Crowded streets were filled with foreign and Egyptians tourists and investors with taxis and busses packed. Loud lively music echoed at the Naama Bay strip. Hotel occupancy rates were at their highest and restaurants were fully booked. That was the scene eight months ago during the Egypt Economic Development Conference in Sharm El-Sheikh. Now, the streets are empty. The music has stopped and the crowd is gone. Sharm El-Sheikh is vacant.
Following the Russian plane crash, a decree previously signed by Russian President Vladimir Putin banned all Russian airlines from landing in Egyptian airports. The UK also banned flights to Sharm El-Sheikh. Britain supplied Moscow with intelligence regarding the Russian plane crash in Sinai. The US is also set to assist in the investigation.
So far, nothing but conflicting reports have been announced from all involved countries.
As the days passed, the situation escalated and national carrier EgyptAir was banned from landing in Russia by the country’s state aviation agency.
A day after President’s Abdel Fattah Al-Sisi surprise visit to Sharm El-Sheikh on Wednesday, Daily News Egypt headed to the touristic spot in order to examine how it has been recovering after the recent Russian plane crash, which took the lives of 224 tourists. “Islamic State”-affiliated militant group “State of Sinai” claimed responsibility, but no official evidence was revealed to support such a claim.

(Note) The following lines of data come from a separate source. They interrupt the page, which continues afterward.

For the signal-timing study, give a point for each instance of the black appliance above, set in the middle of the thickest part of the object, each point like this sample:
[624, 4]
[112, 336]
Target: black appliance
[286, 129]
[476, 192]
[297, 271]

The one-hour visit of the president was intended to check on security at the airport. This visit, however, did not prompt Russia or the UK to change their stances on the travel bans.
Sharm El-Sheikh suffered the consequences of the crash, as Russian and British tourists followed the instructions of their governments and fled the city, abandoning it for locals and small businesses that depend on tourism for their basic life necessities.